Gender and Contemporary Society


Final Exam Study Guide

The final exam for Gender and Contemporary Society is scheduled for Monday, December 16, 11:00 am - 1:00 pm, in ILC 125 (our regular classroom).

The final exam is comprehensive, that is, it covers material from the whole semester. Studying for a comprehensive final gives you the opportunity to review the semester's material, an activity that will make you retain more of what you have studied. This study guide should help make your review productive and effective. Remember that you can view most of the videos we have watched this semester by checking them out from the library.

There will be two final exam review sessions:
    Thu 12 Dec, 1:00-2:00 pm, Econ 104
    Sat 14 Dec, 2:30-3:30 pm, Econ 104
You may attend either or both sessions. DO NOT go to the review expecting to be given answers to possible exam questions. Rather, you should already have begun to think about the exam and should come to the session ready to share your insights and ideas with other students.

The exam will be open note: that is, you may use notes made especially for the exam, NOT all your class notes. You may also use a dictionary, but you may not consult your textbook, articles, or any xeroxes during the exam. You will write your exam in a blue book (any size) using either pen or pencil (think legible).

For the exam, you will be given a choice of three essay questions that will ask you to address a theme or various themes of the course listed below. You will answer ONE of those questions. The question may ask you to consider particular articles or videos in your analysis.

Your essay will be graded on its fulfillment of the question's terms, sophistication of thesis; strength of argumentation and organization; effectiveness and appropriateness of illustration from the semester's readings; style; and mechanics. You should expect to take most of the two hours to plan, write, and proof your essay. The final counts 20% of your grade.

As you study, think about the following themes:

1. The relationship between language and gender; how language organizes how we think about women and men; how we assess speech differently depending on the speaker.
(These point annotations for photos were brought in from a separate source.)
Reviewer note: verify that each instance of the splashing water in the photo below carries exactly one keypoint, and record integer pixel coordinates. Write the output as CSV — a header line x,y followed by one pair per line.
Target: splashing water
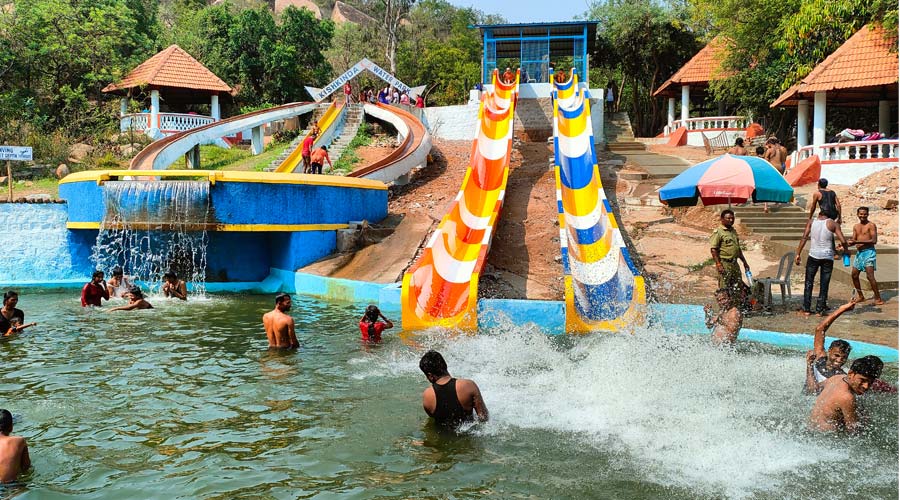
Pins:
x,y
675,410
152,227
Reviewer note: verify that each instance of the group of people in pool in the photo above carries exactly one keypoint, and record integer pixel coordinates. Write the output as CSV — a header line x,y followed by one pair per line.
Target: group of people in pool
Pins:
x,y
449,401
98,289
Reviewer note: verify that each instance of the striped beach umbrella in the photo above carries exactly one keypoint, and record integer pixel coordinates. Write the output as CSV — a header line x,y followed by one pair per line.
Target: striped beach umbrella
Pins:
x,y
727,179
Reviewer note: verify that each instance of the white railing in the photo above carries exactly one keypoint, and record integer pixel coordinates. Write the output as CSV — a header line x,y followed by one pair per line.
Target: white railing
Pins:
x,y
709,122
168,123
857,150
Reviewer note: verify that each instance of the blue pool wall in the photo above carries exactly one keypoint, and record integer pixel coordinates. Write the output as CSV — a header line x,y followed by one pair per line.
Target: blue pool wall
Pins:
x,y
255,203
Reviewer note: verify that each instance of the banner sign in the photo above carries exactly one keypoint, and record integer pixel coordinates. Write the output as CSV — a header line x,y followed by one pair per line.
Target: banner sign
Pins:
x,y
364,65
15,153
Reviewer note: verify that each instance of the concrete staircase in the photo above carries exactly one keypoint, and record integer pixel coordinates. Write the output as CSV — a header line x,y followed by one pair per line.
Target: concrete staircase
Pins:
x,y
352,120
320,110
619,136
784,225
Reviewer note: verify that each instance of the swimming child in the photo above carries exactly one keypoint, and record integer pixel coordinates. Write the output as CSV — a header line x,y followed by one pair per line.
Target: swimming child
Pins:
x,y
14,459
16,326
370,327
135,301
118,285
174,287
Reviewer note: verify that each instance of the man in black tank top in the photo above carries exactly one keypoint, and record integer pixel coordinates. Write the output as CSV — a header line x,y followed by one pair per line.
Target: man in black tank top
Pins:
x,y
449,401
827,202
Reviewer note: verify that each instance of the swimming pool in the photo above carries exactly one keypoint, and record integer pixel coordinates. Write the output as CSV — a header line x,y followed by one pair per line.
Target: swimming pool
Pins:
x,y
185,401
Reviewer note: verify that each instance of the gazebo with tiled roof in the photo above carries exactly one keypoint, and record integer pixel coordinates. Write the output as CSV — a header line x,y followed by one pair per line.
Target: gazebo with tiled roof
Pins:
x,y
695,75
860,73
180,80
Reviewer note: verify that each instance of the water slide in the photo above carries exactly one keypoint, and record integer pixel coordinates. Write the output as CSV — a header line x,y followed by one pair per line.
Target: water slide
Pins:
x,y
604,291
295,159
441,288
2. The relationship between biology, sex, and gender; how the cultural assumptions we all internalize shape our thinking about gender and how cultures are, in turn, dependent on those distinctions; how definitions of gender vary from culture to culture, era to era. The significance of living in a two-gender culture.

3. How gender shapes labor and work, including the sex industry, the military, the global economy (especially export processing zones, maquiladoras), patterns of immigration, economic theory.

4. Images of gender in the media and popular culture; "education" for gender in the schools and in the media.

5. How family systems and family roles shape and are shaped by our assumptions about gender.

7. Gender and science; gender and medicine; gender and health.

8. How intersections of race, class, and gender shape our selves, our experiences, our opportunities, our limitations, our relationships our society.

9. The performance of gender, whether of hegemonic masculinity or marginalized identities.